米商務省が発表した禁輸措置は主に、ファーウェイ傘下のIC設計大手、海思半導体(ハイシリコン)による米国製の電子設計自動化(EDA)ツールの使用や、生産委託先による米国製の製造装置使用での量産を禁止するためのものだ。EDAツール上位3社は、シノプシス、ケイデンス、メンターといずれも米国企業で、ハイシリコンは自社でチップが設計できなくなるとされる。また先進製造プロセスの半導体製造はほぼ米アプライドマテリアルズかオランダのASMLの設備が使用されており、新ハイエンドチップ製造の道が閉ざされるとみられる。
あるサプライヤーによると、ファーウェイはスマホ用チップのほか、電源管理IC(PMIC、パワーマネジメントIC)、センサーを緊急発注するため、サプライヤーに在庫積み増しを求めた。
これにより、まずIC設計会社が緊急受注を得る見通しだ。メディアテックをはじめ、▽瑞昱半導体(リアルテック・セミコンダクター)▽矽創電子(シトロニクス・テクノロジー)▽神盾(イージス・テクノロジー)──などの名が上がっている。台湾のIC設計会社は、米国のシリコンIP(知的財産)の使用割合を25%以下に抑えれば、米国政府の許可なく出荷できる。
米国製設備の代替困難
ファーウェイの半導体チップ製造で、米国製の製造装置が実質使用できなくなるファウンドリー最大手、台湾積体電路製造(TSMC)は、ファーウェイからの新規受注を止めたと報じられている。

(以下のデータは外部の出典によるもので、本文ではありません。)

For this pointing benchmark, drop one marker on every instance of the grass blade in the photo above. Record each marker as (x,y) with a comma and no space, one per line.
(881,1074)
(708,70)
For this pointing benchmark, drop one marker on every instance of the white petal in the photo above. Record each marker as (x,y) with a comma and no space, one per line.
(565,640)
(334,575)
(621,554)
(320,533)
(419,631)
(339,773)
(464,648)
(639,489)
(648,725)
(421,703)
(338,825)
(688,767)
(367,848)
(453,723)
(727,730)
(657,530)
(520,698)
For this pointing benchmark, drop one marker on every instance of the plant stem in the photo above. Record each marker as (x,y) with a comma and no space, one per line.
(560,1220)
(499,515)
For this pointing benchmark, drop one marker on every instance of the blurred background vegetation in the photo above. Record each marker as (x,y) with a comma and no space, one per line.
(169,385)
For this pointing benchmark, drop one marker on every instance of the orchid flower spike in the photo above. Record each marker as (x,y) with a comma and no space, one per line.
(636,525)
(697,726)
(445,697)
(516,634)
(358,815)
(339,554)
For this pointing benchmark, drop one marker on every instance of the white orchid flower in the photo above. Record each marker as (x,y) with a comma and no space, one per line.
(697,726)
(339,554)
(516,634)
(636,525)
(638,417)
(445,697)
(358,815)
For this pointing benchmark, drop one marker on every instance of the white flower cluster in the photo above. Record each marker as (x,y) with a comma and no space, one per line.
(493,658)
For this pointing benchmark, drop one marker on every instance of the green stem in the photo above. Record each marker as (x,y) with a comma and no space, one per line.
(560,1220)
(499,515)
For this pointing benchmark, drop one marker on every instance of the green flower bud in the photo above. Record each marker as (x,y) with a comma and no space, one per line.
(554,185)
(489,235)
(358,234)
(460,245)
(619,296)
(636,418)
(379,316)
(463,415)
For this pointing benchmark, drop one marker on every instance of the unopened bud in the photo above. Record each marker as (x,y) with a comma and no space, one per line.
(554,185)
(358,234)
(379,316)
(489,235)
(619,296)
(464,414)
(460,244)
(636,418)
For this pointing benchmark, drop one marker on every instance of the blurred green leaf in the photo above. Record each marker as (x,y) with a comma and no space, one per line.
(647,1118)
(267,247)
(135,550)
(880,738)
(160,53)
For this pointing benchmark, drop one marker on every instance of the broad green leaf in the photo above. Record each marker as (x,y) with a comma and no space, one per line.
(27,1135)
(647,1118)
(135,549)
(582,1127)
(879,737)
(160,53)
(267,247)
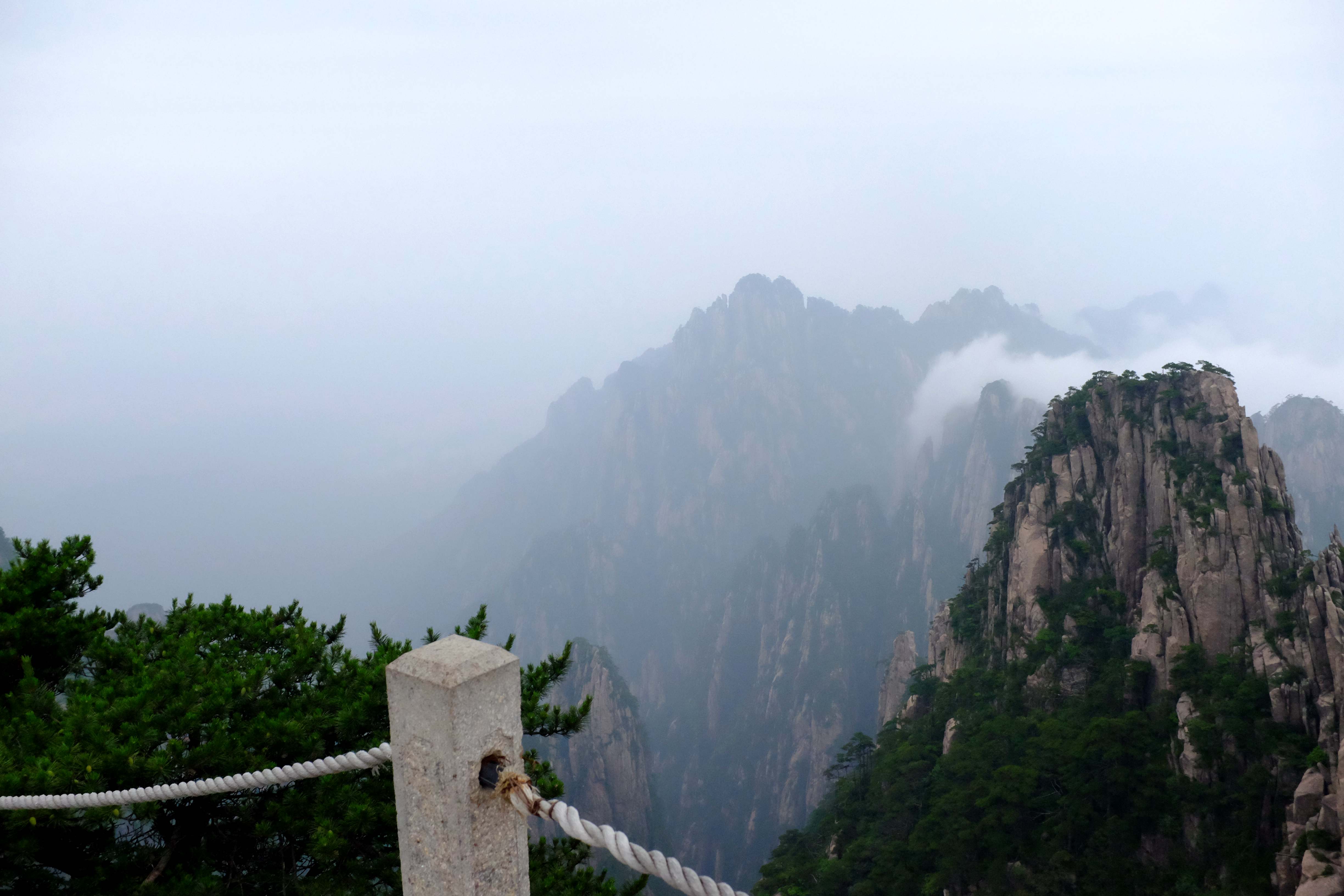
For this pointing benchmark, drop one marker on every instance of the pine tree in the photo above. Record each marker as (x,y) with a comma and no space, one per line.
(213,691)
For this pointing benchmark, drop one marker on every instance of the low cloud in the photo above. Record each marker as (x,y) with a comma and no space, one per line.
(1265,374)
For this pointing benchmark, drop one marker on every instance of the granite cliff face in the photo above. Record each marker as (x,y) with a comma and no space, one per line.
(789,670)
(1308,433)
(1159,491)
(892,698)
(659,515)
(951,491)
(605,768)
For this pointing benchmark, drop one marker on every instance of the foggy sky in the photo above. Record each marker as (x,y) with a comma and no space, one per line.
(275,283)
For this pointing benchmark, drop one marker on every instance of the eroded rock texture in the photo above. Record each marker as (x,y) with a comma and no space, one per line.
(605,768)
(1308,433)
(892,698)
(1162,491)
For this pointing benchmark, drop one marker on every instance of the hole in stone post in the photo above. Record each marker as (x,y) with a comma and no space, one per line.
(491,769)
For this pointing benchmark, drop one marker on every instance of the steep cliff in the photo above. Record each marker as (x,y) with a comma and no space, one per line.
(1308,433)
(952,487)
(1159,486)
(605,768)
(788,671)
(1133,692)
(892,696)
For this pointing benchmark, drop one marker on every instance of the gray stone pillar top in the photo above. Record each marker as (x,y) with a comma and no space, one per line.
(453,704)
(451,662)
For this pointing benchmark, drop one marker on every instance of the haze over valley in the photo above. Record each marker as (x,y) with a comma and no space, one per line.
(818,371)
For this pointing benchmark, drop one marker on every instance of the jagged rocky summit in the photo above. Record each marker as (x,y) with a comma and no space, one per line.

市場調査会社、コンピューターポイント・リサーチの統計によると、TSMCはファーウェイのスマホ用チップの98%以上を受託生産しているとされる。TSMCは、米国の弁護士を動員して各製造プロセスの法務分析を急いでいるとされる。ただ、新禁輸措置が発効する前の120日間の猶予期間に、米国以外の設備で代替するのは困難とみられている。
TSMCは18日、米商務省の突然の新規定に対応するため、引き続き米国製品の輸出規定の変更に注視するとコメントした。半導体サプライチェーンは極めて複雑で、米国の設備メーカーをはじめ、世界中に広くまたがっていると説明した。
業界関係者によると、TSMCのいう米国の設備メーカーはアプライドマテリアルズ、ラムリサーチ、KLAなどを指す。TSMCは、主に米国メーカーの製造装置を採用しており、先進プロセスほどその傾向が強い。このほど量産を開始した5ナノメートルプロセスや、2021年に試験生産予定の3ナノプロセスは、米国製の製造装置なしには量産できないとされる。